Ce que ces deux personnes ont en commun depuis au moins une semaine? Elles sont victimes (je pèse mes mots pour l’ex-constable qui est d’abord coupable) d’une même forme de haine. Une haine toute genrée qui a pour effet de créer des glissements incroyables dont les répercussions touchent toutes les femmes. Et les hommes aussi, car on ne peut porter atteinte à un genre sans que l’autre genre en soit également « affecté ».

La première femme propose que l’allaitement est glamour. Des femmes se sont alors fâchées (oui, fâchées bon!) contre l’Agence de santé et des services sociaux de Montréal qui a mis en scène une séduction féminine clichée et ridicule pour inciter les femmes à allaiter.  Celles qui ont passé des heures avec des feuilles de choux sur leurs seins engorgées. Celles qui ont pleuré de douleur avec des mamelons gercés. Celles qui n’ont pas dormi une nuit complète pendant des mois. Celles-là et bien d’autres ont parlé,  crié, sorti leur guts. Des hommes aussi! Le discours était émotif,  mais respectueux. Toutefois, des hommes ont vu là une occasion en or pour jeter leur marde sur une belle femme sexy. Point. Des femmes ont fait ça aussi.
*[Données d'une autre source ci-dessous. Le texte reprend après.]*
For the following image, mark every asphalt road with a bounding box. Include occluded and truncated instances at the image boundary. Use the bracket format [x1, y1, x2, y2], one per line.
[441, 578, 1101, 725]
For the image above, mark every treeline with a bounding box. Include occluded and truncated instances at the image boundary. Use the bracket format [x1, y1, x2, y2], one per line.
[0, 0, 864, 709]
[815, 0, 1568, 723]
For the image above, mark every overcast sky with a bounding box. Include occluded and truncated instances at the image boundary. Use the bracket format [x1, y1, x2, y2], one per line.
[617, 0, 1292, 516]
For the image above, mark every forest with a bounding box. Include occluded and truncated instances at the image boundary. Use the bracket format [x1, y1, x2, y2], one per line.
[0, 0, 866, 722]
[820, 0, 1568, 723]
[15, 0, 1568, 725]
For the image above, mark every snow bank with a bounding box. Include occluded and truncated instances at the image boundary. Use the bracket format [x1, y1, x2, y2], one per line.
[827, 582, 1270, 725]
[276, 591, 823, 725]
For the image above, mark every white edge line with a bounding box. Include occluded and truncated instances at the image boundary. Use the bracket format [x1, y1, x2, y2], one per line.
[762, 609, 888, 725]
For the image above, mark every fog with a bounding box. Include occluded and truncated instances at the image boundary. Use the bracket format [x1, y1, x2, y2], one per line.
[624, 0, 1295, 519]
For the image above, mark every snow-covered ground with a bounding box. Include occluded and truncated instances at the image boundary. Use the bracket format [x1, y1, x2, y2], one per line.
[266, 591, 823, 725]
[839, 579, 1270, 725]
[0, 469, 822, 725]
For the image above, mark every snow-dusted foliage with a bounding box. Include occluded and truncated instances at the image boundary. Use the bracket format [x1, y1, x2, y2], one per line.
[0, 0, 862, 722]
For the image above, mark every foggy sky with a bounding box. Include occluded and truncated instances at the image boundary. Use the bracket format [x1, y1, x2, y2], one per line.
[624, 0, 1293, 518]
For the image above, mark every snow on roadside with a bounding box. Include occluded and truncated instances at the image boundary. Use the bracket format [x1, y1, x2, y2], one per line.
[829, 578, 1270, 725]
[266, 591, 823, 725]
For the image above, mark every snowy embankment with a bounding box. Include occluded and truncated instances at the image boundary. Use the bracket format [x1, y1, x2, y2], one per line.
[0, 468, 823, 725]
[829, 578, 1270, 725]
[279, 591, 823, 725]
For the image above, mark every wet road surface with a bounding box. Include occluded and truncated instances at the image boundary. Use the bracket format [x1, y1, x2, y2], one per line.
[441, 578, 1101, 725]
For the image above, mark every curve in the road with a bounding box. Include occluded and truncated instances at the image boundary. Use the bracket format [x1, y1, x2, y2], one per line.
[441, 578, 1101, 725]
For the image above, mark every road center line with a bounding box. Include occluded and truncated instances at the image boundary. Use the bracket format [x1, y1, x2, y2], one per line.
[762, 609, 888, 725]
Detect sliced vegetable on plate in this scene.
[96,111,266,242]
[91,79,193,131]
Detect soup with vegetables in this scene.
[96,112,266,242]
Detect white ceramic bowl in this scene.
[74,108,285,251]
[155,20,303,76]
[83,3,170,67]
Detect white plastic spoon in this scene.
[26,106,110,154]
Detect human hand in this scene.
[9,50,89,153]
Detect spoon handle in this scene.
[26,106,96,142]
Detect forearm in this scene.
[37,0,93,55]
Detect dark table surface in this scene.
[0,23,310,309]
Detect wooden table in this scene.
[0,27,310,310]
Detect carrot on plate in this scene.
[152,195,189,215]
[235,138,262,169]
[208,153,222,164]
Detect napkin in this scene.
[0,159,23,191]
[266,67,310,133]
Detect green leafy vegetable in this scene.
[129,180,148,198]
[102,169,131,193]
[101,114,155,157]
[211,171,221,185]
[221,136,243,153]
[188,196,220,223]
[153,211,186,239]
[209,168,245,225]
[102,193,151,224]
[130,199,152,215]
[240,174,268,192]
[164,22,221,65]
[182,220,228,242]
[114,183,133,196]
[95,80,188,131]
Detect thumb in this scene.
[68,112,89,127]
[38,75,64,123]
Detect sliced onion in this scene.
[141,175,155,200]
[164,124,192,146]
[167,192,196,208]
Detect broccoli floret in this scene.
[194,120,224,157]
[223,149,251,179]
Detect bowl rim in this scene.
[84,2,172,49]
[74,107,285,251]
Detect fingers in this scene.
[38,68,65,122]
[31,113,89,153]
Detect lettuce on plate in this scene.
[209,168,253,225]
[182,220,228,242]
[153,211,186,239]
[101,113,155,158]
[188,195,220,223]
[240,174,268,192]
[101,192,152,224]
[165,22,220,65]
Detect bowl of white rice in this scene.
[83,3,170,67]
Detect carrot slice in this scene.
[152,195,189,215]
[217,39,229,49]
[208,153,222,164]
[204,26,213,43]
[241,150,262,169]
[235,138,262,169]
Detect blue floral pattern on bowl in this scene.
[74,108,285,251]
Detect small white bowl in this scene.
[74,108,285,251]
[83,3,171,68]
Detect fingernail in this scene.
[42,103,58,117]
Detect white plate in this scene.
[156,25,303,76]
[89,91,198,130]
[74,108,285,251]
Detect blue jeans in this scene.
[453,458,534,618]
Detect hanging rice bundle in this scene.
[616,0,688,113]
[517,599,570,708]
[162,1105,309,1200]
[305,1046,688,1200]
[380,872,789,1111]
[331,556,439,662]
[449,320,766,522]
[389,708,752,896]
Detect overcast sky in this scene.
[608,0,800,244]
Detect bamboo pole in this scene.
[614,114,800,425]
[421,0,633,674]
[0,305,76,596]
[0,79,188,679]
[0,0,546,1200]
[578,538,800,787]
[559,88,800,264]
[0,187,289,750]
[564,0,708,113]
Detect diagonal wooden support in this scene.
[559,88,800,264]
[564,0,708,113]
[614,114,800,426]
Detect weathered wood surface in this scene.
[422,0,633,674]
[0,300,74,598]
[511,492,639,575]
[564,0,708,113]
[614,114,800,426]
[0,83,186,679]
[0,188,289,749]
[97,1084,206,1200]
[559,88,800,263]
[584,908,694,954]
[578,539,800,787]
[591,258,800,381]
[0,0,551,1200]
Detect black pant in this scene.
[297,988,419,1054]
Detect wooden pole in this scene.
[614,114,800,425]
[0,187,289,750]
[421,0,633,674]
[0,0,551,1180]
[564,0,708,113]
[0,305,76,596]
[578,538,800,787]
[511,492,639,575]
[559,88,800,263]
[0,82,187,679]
Facile, ils/elles avaient l’approbation (distraction) des autres femmes. Voyez un peu le glissement sournois?

D’autres n’ont pu s’empêcher d’être encore plus opportunistes et de traiter les femmes « fâchées » avec une sournoiserie destructrice digne du plus grand homme tranquille. Tout se fait dans la subtilité. « Je vous félicite, même si je vous trouve théâtrales. » Puis doucement, on vous amène dans un petit monde où votre émotivité soi-disant féminine est ridicule compte tenu des circonstances, bien rationnelles, générées par la société dans laquelle nous vivons.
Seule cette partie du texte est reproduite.